Ben Weaver mixes the best sensibilities of military science fiction with a little Star Wars style magic. The result builds from a boot-camp tale with a twist to an exciting, fast-paced adventure.
Scott St. Andrew is fortunate enough to have escaped his dreary home-world by virtue of acceptance into an elite officer school (South Point, consciously modeled, of course, after it’s Earthly namesake). There his good fortune ends. He is worst in his squad, and if his peers didn’t hate him for bringing down the team average, they would hate him for his deformity — an unusual birthmark specific to his home world. When he’s not screwing up, poor St.

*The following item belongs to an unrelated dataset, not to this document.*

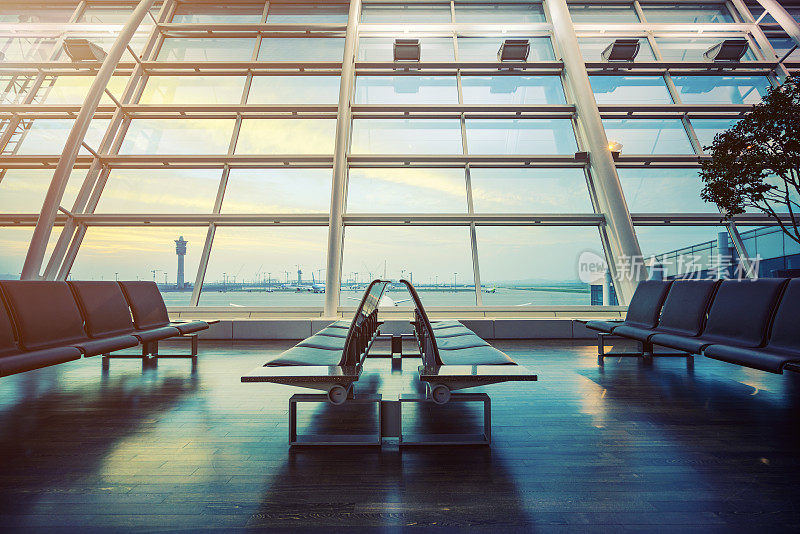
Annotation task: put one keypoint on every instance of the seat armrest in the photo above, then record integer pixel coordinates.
(292, 374)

Andrew is contemplating quitting.
He never gets the chance. War breaks out and school is no longer in session.
Weaver does some interesting things here. Foremost, the story is told in first person, and the framework makes it clear that not only will St. Andrew make it through training, he will survive the war. This is a daring authorial choice Weaver, because it undermines the tension of the piece. He pulls it off, however, by successfully replacing the ‘Will it work out for him?’ into ‘How will he manage it?’ And, while we know our boy will make it, Weaver signals early that no one else is safe.

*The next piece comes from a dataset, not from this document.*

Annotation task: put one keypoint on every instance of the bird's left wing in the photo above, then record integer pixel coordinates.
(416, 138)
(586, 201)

This becomes a tale of high heroism, but even when the Star Wars elements come in, there are no easy moral choices. There is no good versus evil here. In fact, Weaver does a splendid job depicting the incredible confusion of war, both minute-by-minute tactics, and the grunt’s-eye-view of strategy. The war is, effectively, a civil war, splitting what was an integrated military into opposing camps, complete with some shared technologies, information systems, and, of course, traitors. Nothing’s simple here.
Weaver never backs up. There are very few infodumps here to give the reader a clear picture of what’s going on. We know what Scott St. Andrew knows, and we see that he has woefully insufficient information to make delicate moral choices. Some readers may long for a bigger picture here, but Weaver’s choice succeeds in conveying the multi-layered confusion of war.

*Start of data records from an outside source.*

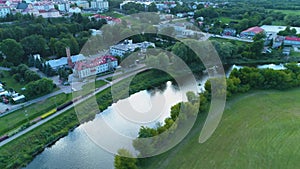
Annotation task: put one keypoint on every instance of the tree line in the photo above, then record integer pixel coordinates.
(26, 35)
(240, 81)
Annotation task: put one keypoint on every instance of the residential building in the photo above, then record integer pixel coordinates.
(52, 13)
(63, 61)
(229, 32)
(101, 5)
(4, 10)
(63, 7)
(286, 51)
(83, 4)
(271, 29)
(291, 41)
(95, 66)
(145, 3)
(127, 47)
(278, 41)
(74, 10)
(251, 32)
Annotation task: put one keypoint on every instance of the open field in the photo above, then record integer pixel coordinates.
(227, 20)
(17, 118)
(259, 129)
(288, 12)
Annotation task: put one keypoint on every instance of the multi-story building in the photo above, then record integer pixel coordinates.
(291, 41)
(63, 61)
(4, 10)
(95, 66)
(127, 47)
(101, 5)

Weaver also confronts another horrible truth: in war, people must kill other people. Other good, honorable men and women who are simply doing their jobs. He pulls no punches here.
Despite these many virtues, Brothers in Arms is structurally flawed. The core transition in the novel occurs when the officer candidates are rushed through a final conditioning process, which turns out to be an alien technology. This is sort of an instant Jedi Knight injection. While the results of the process are only inconsistently accessible, Weaver digs himself a bit of a hole by making the results too powerful. When the Force is with young St. Andrew, it sucks all tension out of the narrative. Moreover, the fact that the conditioning combines with his birthmark mutation to make him super-ultra powerful is a far too easy turnaround for all his earlier last-place finishes. Weaver attempts to force the boy to earn his stripes even so, but we move into the somewhat silly world of superheros in order to pull it off.
A second fairly major flaw: the first third of the book sets itself up as a strongly character-based coming of age story, but these elements drift without much satisfying resolution as war overtakes the story. While this may also be realistic, as a work of art it leaves a certain disappointment. I found myself wondering if major parts of the novel had been chopped out — one imagines first novel pressures forcing Weaver to keep the story moving at the expense of character development.
Whatever the origin, it resulted in an anti-climactic conclusion. Fortunately, the book has found an enthusiastic audience and Ben Weaver has more novels ahead within which to explore his (surviving) characters.